The only routing package where it is solved is GetX. It used its own Binding system, allowing to bind controller to the routes, and get them in the nested routes, and automatically dispose it when route is closed (refer to: https://github.com/jonataslaw/getx/blob/master/documentation/en_US/dependency_management.md#bindings)

csells commented 2 years ago

I'm afraid there's nothing I can do about this. However, you may want to look into the navigatorBuilder parameter of the GoRouter constructor to be able to add providers on a per-route basis: https://gorouter.dev/navigator-builder

subzero911 commented 2 years ago

And if you add Bindings? A callback for each GoRoute where we have a place to register some dependencies, and unregister them on route pop. We can use get_it or kiwi or other IoC manager for that.

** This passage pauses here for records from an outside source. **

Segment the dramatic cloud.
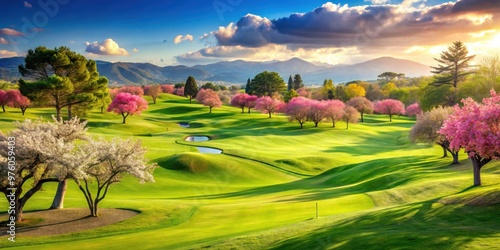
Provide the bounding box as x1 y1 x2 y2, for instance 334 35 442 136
0 50 17 58
365 0 389 5
85 38 128 56
208 0 500 47
181 0 500 63
0 28 24 36
174 34 193 44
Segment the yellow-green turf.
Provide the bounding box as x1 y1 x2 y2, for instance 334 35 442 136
0 94 500 250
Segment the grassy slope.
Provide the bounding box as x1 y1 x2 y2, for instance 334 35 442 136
0 95 500 249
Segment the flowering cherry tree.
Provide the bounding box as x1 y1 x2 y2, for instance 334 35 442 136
409 107 459 164
439 90 500 186
326 100 345 128
285 97 311 128
196 89 222 113
143 84 162 104
375 99 405 122
231 93 250 113
347 96 373 122
108 92 148 124
255 96 284 118
161 84 175 94
0 89 13 113
308 100 328 127
245 95 259 114
342 106 359 129
406 103 422 117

I want a GetX-like solution, but without GetX (as it is unstable, poorly mantained and contradictory package).

csells commented 2 years ago

I'm not sure what problem you're attempting to solve. Does registering your dependencies in the widget tree above your MaterialApp or above the navigator via navigatorBuilder fail to solve the problem for you?

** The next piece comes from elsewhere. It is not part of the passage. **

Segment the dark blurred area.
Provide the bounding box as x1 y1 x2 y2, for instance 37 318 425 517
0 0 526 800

subzero911 commented 2 years ago

I want to register local dependencies, which are visible only in the certain screen and its sub-screens (and disposed after exiting this screen to save some RAM).

csells commented 2 years ago

That sounds very MVVM. I'm a fan of that myself. Is there anything stopping you from doing that in the builder?

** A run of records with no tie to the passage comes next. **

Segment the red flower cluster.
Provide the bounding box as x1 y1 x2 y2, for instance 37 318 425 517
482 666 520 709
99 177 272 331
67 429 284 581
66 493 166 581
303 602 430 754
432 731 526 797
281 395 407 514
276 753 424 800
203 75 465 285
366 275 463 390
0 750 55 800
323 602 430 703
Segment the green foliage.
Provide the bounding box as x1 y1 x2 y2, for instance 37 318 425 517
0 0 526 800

subzero911 commented 2 years ago

Like this?

GoRoute(
        path: '/profile',
        builder: (context, state) {
          GetIt.I.registerSingleton<IProfileController>(ProfileController());
          return const ProfileScreen();
        } ,
      ),

But there's no place to unregister and dispose it, when I close the ProfileScreen(). There probably should be some GoRoute lifecycle callbacks.

csells commented 2 years ago

Ah. Normally that kind of thing is handled automatically when something is removed from the widget tree via context. I don't know how to use GetIt to do something like that. You could hook into the normal StatefulWidget lifecycle via a callback that you pass to the ProfileScreen constructor.

subzero911 commented 2 years ago

Got it.

GoRoute(
        path: '/profile',
        builder: (context, state) {
          GetIt.I.registerSingleton<IProfileController>(ProfileController());
          return ProfileScreen(onDispose: () {
             GetIt.I.unregister<IProfileController>(disposingFunction: (controller) => controller.dispose());
             }
           ),
        },
      ),

Slightly cumbersome. You could add onInit and onDispose callbacks for better management

subzero911 commented 2 years ago

That would be much cleaner:

GoRoute(
        path: '/profile',
        builder: (context, state) => const ProfileScreen(),
        onInit: () => GetIt.I.registerSingleton<IProfileController>(ProfileController());
        onDispose: () => GetIt.I.unregister<IProfileController>(disposingFunction: (controller) => controller.dispose());
      ),  

And this controller could be read from all the child routes.